Re: Better performance on older version of GCC

2010-08-27 Thread Xinliang David Li
Briefly looked at it -- the trunk gcc also regresses a lot compared to
the binary you attached. (To match your binary, also added
-mfpmath=387 -m32 options)

Two problems:

1) more register spills in the trunk version -- the old compiler seems
more effective in using fp stack registers;
2) the complex multiplication -- the old version emits inline sequence
while the trunk version emits call to _muld3c intrinsinc.

You can probably file a bug report on this.

Thanks,

David

On Fri, Aug 27, 2010 at 8:39 AM, Corey Kasten
 wrote:
> On Fri, 2010-08-27 at 17:09 +0200, Richard Guenther wrote:
>> On Fri, Aug 27, 2010 at 5:02 PM, Corey Kasten
>>  wrote:
>> > On Fri, 2010-08-27 at 06:50 -0700, Nathan Froyd wrote:
>> >> On Fri, Aug 27, 2010 at 09:44:25AM -0400, Corey Kasten wrote:
>> >> > I find that the executable compiled on system A runs faster (on both
>> >> > systems) than the executable compiled on system B (on both system), by a
>> >> > factor about approximately 4 times.

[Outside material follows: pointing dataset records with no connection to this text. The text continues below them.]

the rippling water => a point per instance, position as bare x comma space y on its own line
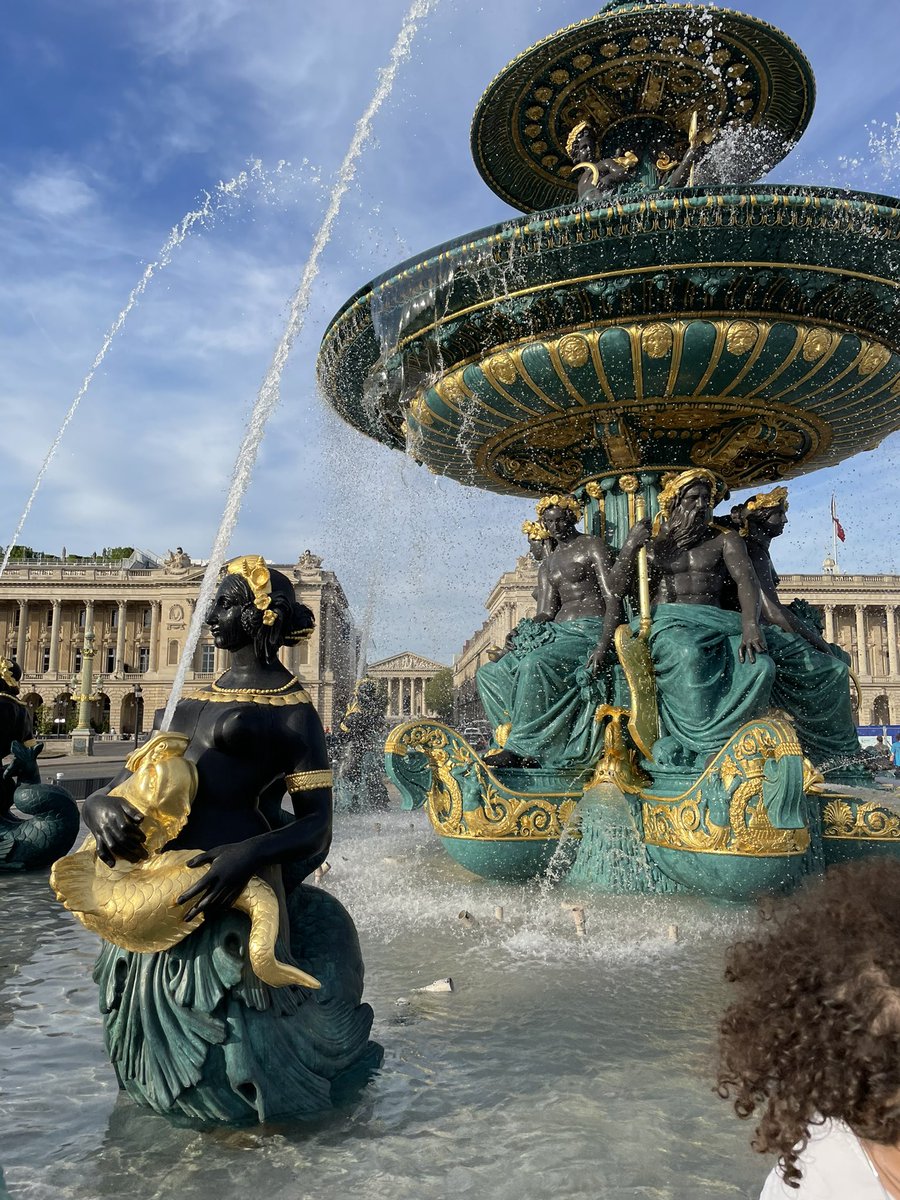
559, 1066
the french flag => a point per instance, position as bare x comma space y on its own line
838, 526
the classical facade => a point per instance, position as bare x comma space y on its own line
859, 612
406, 675
139, 612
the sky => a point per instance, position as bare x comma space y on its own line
121, 118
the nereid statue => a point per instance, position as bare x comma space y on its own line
233, 1021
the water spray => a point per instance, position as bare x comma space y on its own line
270, 389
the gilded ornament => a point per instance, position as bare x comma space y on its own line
861, 822
574, 351
307, 780
816, 343
742, 337
684, 823
657, 340
558, 502
874, 359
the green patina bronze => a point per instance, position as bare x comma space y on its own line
654, 312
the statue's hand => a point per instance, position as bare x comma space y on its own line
24, 762
231, 868
751, 643
117, 831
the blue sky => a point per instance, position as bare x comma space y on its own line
118, 115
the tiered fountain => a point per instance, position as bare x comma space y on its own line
628, 328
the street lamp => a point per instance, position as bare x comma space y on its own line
138, 694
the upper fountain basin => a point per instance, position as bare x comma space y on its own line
751, 330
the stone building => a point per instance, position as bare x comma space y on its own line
141, 610
406, 675
859, 612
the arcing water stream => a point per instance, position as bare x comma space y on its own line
270, 389
213, 204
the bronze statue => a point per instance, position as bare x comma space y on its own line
597, 177
811, 681
544, 693
713, 673
237, 1049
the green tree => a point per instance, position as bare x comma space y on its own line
439, 694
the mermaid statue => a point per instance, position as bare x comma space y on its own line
231, 990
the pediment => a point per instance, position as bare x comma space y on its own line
405, 661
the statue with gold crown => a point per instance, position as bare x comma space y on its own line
659, 327
229, 989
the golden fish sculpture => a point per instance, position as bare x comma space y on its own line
135, 905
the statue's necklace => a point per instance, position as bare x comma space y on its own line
258, 691
282, 695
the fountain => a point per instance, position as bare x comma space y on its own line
655, 330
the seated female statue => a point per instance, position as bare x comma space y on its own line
192, 1030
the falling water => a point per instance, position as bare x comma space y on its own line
213, 203
270, 389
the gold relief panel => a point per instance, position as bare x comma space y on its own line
743, 336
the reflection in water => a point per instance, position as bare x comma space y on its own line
559, 1066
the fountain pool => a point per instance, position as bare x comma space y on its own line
567, 1066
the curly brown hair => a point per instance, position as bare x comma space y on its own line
815, 1032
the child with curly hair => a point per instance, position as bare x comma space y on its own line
811, 1045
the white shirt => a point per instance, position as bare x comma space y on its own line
834, 1168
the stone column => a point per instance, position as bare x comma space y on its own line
862, 649
829, 622
22, 635
155, 610
893, 666
54, 635
123, 606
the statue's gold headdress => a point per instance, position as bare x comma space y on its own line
579, 129
676, 484
774, 499
534, 531
559, 502
6, 675
252, 568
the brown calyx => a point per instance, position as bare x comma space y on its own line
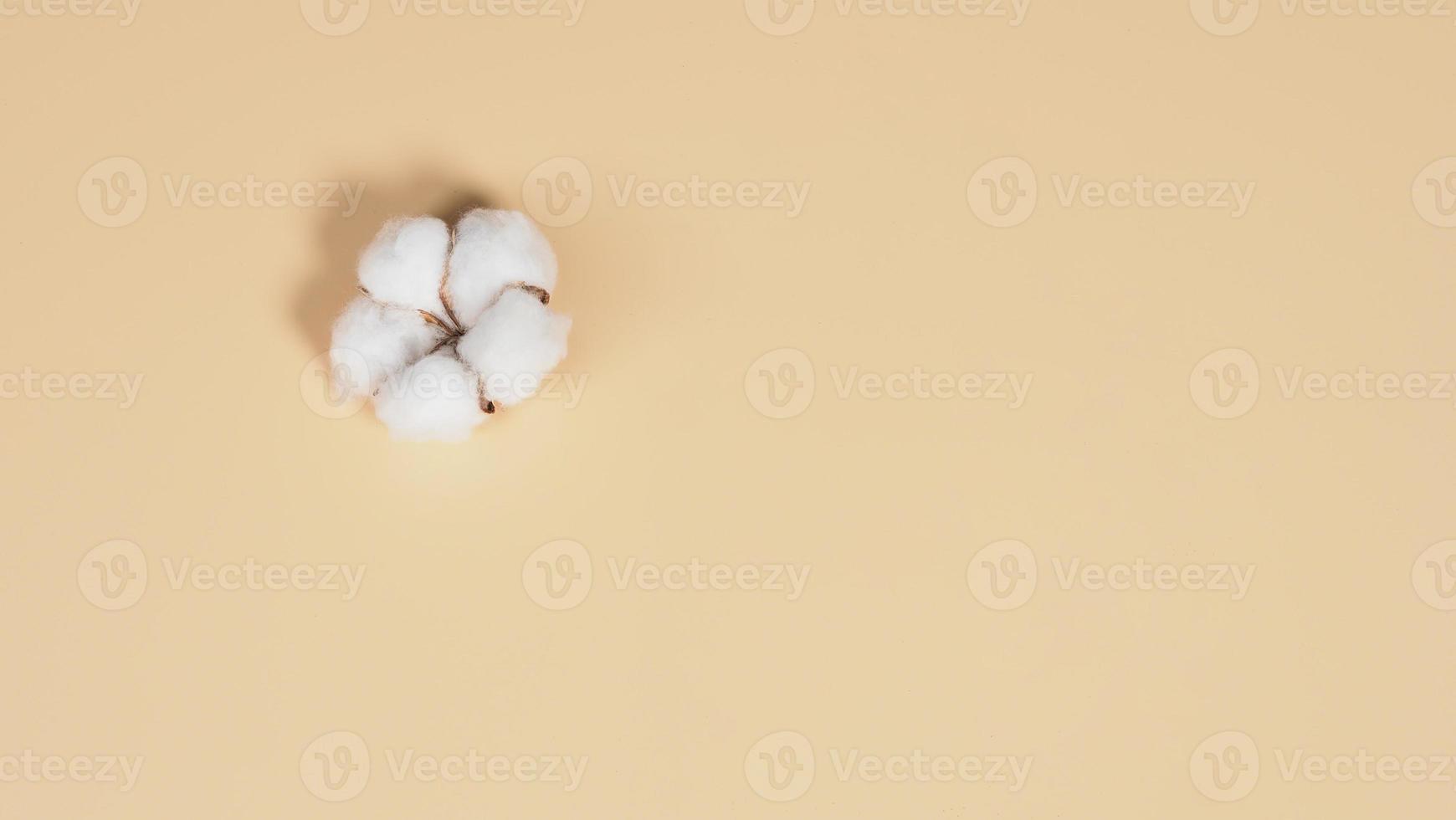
452, 326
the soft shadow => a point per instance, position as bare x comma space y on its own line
331, 281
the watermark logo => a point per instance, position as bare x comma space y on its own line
779, 18
1225, 766
1225, 18
1002, 576
781, 766
336, 18
121, 11
558, 576
322, 383
121, 387
781, 383
782, 18
1434, 192
106, 769
112, 192
1225, 383
558, 191
112, 576
1003, 192
1433, 574
336, 766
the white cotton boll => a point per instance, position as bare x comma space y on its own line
515, 344
491, 251
405, 263
372, 341
436, 399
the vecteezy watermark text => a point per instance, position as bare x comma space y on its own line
560, 192
336, 766
114, 192
121, 11
121, 387
560, 574
782, 765
108, 769
781, 383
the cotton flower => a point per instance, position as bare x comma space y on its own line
450, 324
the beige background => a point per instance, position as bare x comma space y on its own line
223, 458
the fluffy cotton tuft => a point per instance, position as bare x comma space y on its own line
434, 399
450, 325
515, 342
405, 263
373, 341
494, 249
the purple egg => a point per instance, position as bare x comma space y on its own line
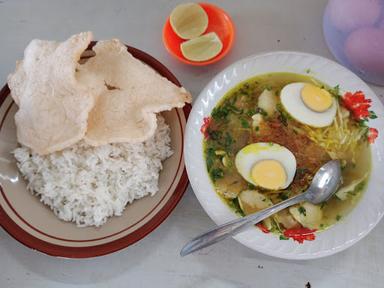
364, 49
347, 15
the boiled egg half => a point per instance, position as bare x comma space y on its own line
309, 104
267, 165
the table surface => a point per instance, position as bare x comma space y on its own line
261, 25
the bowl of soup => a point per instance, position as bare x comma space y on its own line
261, 129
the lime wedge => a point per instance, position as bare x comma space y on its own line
188, 20
202, 48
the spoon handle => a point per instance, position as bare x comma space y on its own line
235, 226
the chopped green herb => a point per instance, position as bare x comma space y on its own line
216, 173
228, 141
284, 195
261, 111
244, 123
283, 116
211, 156
234, 204
335, 91
302, 210
234, 109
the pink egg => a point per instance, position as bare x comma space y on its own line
364, 48
347, 15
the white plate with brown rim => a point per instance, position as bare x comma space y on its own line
30, 222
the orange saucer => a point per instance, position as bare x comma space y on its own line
218, 21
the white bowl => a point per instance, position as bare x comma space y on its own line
340, 236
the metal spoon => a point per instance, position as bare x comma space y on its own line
323, 186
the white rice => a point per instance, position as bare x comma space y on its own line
86, 184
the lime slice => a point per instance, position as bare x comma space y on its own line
188, 20
202, 48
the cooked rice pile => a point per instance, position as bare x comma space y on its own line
86, 184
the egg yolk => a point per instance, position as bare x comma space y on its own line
315, 98
269, 174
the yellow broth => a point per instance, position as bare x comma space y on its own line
231, 129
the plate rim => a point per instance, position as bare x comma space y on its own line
212, 84
34, 243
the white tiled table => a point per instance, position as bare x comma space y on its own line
262, 25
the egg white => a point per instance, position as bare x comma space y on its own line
290, 97
247, 157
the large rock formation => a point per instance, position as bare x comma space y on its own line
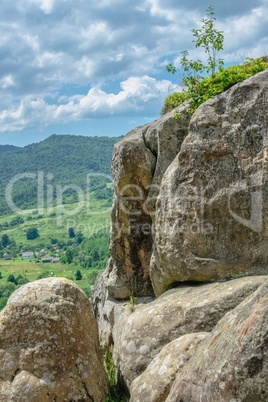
154, 384
231, 364
49, 345
211, 218
191, 209
138, 337
139, 162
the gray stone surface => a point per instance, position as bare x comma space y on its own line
231, 364
139, 337
154, 384
49, 346
212, 213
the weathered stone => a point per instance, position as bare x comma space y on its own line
231, 364
49, 345
139, 162
211, 218
154, 384
140, 336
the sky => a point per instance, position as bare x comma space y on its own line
88, 67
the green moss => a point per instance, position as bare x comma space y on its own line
112, 377
209, 87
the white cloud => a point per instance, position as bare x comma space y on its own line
136, 97
50, 49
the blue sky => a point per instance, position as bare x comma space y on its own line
98, 67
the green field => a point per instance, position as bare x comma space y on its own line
53, 223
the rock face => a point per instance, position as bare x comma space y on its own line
49, 345
190, 227
139, 162
231, 364
212, 212
154, 384
140, 336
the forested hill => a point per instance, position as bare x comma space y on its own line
65, 159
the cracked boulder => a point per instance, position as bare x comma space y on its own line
211, 216
49, 347
231, 364
154, 384
140, 336
139, 162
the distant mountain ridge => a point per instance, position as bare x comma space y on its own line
8, 148
65, 159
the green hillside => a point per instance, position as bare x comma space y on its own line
51, 165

I have attempted to play with the
>> >> > GCC optimizer flags and have not been able to get System B (with the
>> >> > later GCC version) to compile code with any better performance. Could
>> >> > someone please help figure this out?
>> >>
>> >> It's almost impossible to tell what's going on without an actual
>> >> testcase.  You might not be able to provide the actual code, but you
>> >> could try distilling it down to something you could release.
>> >>
>> >> -Nathan
>> >
>> > Thanks for the reply Nathan.
>> >
>> > I have attached an archive with the test case code. The code is built by
>> > build.sh and outputs the number of microseconds to complete the
>> > processing.
>> >
>> > Compiling with GCC version "4.1.2 20070925 (Red Hat 4.1.2-33)" produces
>> > code that runs in about 66% of the time than does GCC version "4.3.0
>> > 20080428 (Red Hat 4.3.0-8)"
>>
>> -fcx-limited-range or -fcx-fortran-rules.  4.3 now is more conforming than 
>> 4.1.
>>
>> Richard.
>>
>> > Thanks
>> >
>> > Corey
>> >
>
> Richard,
>
> -fcx-limited-range worked great on both my real benchmark and my test
> achive. GCC didn't recognize -fcx-fortran-rules, but obviously I don't
> need it.
>
> Thanks so much,
> Corey
>
>
>
>


Re: Better performance on older version of GCC

2010-08-27 Thread Andrew Pinski
On Fri, Aug 27, 2010 at 5:12 PM, Xinliang David Li  wrote:
> Briefly looked at it -- the trunk gcc also regresses a lot compared to
> the binary you attached. (To match your binary, also added
> -mfpmath=387 -m32 options)
>
> Two problems:
>
> 1) more register spills in the trunk version -- the old compiler seems
> more effective in using fp stack registers;
> 2) the complex multiplication -- the old version emits inline sequence
> while the trunk version emits call to _muld3c intrinsinc.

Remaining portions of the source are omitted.